Voix off : Au cinéma, le réalisme, ce n'est pas le réel !


Mohammed Bakrim
Vendredi 15 Mai 2009

J'étais, mardi dernier,  l'invité de l'école de cinéma de Marrakech où j'ai présenté des extraits de films marocains. L'intérêt des jeunes cinéastes pour connaître le cinéma de leurs aînés fait chaud au cœur. Cela rassure;  la transmission qui est une éthique de l'acte pédagogique est en marche. Cela n'empêche pas le débat. Et les questions que m'ont posées les étudiants de cinéma ont porté principalement sur le rapport cinéma réalité. Vieux débat mais toujours passionnant…
Vous vous rappelez certainement ce beau film de François Truffaut « La nuit américaine ». Il est formidable dans sa présentation de l’univers du cinéma comme il l’est dans sa présentation de la perception de Truffaut et des rapports entre le cinéma et la vie. Voici un extrait du scénario : “Je sais, il y a la vie privée...mais la vie privée, elle, est boiteuse pour tout le monde. Les films sont plus harmonieux que la vie, Alphonse. Il n’y a pas d’embouteillage dans les films, il n’y a pas de temps morts. Les films avancent comme des trains, tu comprends comme des trains dans la nuit. Les gens comme toi, comme moi, tu le sais bien, on est fait pour être heureux dans le travail… dans notre travail de cinéma”.
Depuis sa naissance, le cinéma a été confronté à  la question du statut du réel à partir de la distinction théorique documentaire-fiction. Les images projetées renvoient-elles à un référent ou sont-elles l’expression d’un imaginaire? Les conditions de tournage sont à ce niveau un indicateur pertinent permettant de préciser la nature du regard porté sur une réalité.  Quand on est dans un spectacle, le niveau de la réception cette fois, peut-on dire que nous sommes dans un rapport à des données réelles ou nous sommes déjà dans les conditions d’une fiction?
Une distinction peut intervenir au niveau de l’information accompagnant le film (la délimitation en genre par exemple); à ce niveau, on peut parler alors du film documentaire et du film de fiction permettant ainsi au spectateur d’adopter une attitude à son égard.
Ce débat n’est pas fortuit, d’abord pour ses vertus didactiques, ensuite il se pose au moment où le cinéma marocain est porté par un désir de témoigner de plus en plus évident à l’égard par exemple des années de plomb. Des scénarios portés par l’ambition de décrire, de restituer des moments de ces années terribles.

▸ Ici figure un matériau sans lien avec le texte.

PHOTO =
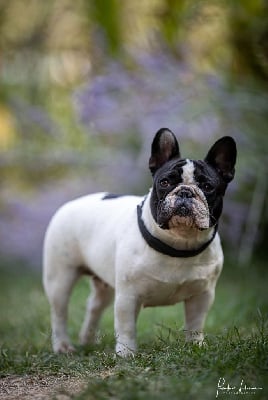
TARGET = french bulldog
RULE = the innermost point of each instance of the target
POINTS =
(156, 250)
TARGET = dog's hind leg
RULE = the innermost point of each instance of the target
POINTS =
(58, 290)
(100, 297)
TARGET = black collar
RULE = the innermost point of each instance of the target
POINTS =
(164, 248)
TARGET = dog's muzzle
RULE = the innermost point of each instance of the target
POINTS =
(185, 205)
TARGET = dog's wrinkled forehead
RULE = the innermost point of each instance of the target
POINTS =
(188, 172)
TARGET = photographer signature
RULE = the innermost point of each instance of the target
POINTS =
(225, 388)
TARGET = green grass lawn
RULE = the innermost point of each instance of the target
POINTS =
(165, 367)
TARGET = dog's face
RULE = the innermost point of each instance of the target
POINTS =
(189, 193)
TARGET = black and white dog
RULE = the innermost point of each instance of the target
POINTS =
(144, 251)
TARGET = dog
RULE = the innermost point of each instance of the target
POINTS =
(156, 250)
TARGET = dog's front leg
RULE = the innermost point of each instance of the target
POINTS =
(126, 311)
(196, 309)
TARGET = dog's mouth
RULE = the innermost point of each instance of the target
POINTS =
(184, 206)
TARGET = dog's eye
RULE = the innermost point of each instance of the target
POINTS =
(164, 183)
(207, 187)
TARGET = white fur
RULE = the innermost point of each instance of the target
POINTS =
(188, 173)
(102, 237)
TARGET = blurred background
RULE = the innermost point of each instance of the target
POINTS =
(86, 84)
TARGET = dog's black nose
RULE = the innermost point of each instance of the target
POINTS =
(185, 193)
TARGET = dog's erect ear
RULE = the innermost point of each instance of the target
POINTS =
(164, 148)
(222, 156)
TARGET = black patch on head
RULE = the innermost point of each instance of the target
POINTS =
(213, 186)
(170, 172)
(165, 147)
(112, 196)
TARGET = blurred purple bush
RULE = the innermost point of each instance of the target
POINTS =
(123, 107)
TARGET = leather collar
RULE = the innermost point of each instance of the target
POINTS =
(164, 248)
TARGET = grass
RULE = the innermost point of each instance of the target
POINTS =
(165, 367)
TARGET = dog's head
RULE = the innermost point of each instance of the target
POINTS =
(189, 193)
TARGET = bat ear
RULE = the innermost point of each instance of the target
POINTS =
(164, 147)
(222, 156)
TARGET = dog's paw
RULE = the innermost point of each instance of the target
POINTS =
(63, 347)
(124, 351)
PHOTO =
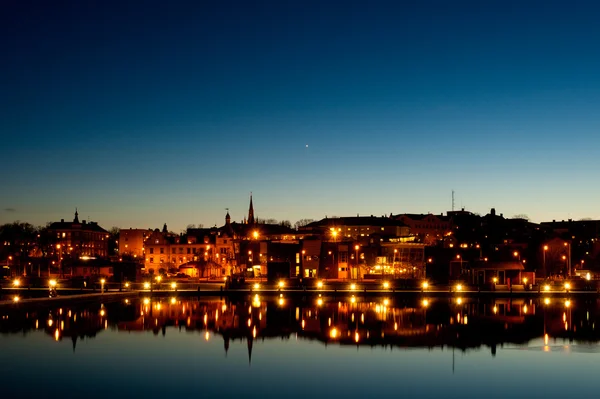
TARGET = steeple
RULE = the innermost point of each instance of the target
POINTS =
(251, 212)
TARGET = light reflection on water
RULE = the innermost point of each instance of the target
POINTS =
(321, 345)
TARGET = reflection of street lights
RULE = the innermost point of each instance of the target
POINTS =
(334, 234)
(59, 256)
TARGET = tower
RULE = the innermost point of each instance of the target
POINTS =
(251, 212)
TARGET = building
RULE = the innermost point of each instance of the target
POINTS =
(429, 228)
(357, 228)
(78, 239)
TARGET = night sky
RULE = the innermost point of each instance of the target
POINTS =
(175, 110)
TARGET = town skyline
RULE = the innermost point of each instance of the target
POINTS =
(180, 111)
(220, 221)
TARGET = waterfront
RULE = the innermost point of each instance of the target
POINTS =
(275, 347)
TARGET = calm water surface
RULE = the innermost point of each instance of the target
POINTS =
(277, 347)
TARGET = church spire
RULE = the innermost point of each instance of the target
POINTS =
(251, 212)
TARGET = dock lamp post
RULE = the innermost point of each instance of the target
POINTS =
(356, 247)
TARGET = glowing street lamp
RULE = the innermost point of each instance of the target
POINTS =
(544, 258)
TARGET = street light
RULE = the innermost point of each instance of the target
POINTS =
(568, 245)
(544, 259)
(356, 247)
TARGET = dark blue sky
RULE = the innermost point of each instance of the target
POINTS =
(173, 111)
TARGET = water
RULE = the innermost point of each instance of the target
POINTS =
(277, 347)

Mais comment procéder? Il faut reconnaître que le projet est bloqué par la surcharge thématique qu’il véhicule dans la mesure où il fait appel à un désir d’imaginaire et par une volonté de témoignage. Nous retrouvons ici une caractéristique majeure du cinéma marocain, à savoir le verrouillage du récit par l’histoire ; la narration sublimée par la monstration.

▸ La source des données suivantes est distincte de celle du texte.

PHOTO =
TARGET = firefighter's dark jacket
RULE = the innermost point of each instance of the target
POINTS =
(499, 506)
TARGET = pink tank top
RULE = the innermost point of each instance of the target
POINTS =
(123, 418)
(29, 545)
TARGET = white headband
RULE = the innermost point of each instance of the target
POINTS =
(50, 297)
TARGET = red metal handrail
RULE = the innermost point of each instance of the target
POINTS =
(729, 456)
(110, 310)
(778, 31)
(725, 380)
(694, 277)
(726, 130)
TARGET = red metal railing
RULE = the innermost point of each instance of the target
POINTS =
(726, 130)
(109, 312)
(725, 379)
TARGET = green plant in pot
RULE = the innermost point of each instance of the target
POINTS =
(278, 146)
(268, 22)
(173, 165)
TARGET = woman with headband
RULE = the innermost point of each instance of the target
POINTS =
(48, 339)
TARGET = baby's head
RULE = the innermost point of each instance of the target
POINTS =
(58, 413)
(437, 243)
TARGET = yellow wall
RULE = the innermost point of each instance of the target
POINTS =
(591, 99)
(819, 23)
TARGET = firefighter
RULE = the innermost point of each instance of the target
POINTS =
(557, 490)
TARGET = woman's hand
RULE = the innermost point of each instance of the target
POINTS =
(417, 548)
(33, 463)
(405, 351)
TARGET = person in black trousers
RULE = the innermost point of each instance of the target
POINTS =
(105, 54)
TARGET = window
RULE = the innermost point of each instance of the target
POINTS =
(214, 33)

Peut-être que dans chaque cinéaste, il y a un documentariste frustré (Voir Latif Lahlou dans son premier film « Soleil de printemps »). Le documentaire est la structure absente de notre production audiovisuelle : peut-être qu’une activité florissante  autour du documentaire aurait libéré l’expression de l’imaginaire aujourd’hui en panne (même si mon ami Lagtaâ avait déjà critiqué cette notion sur nos colonnes). Je dirai aussi que le passage par le documentaire est aussi une école qui favorise une maîtrise de l’outil cinématographique. Le passage du documentaire est aussi une question de transfert de signification. Récit fictionnel ou projet de description passe également par l’organisation de l’activité de la caméra. Libéré du souci de témoigner, la narration cinématographique s’autonomise. Gros plans, plans américains, plans généraux se succèdent; l’ellipse, le montage alterné, le montage parallèle font que le statut du réel au cinéma devient formaté par le langage. On passe tout simplement de la réalité à la diégèse.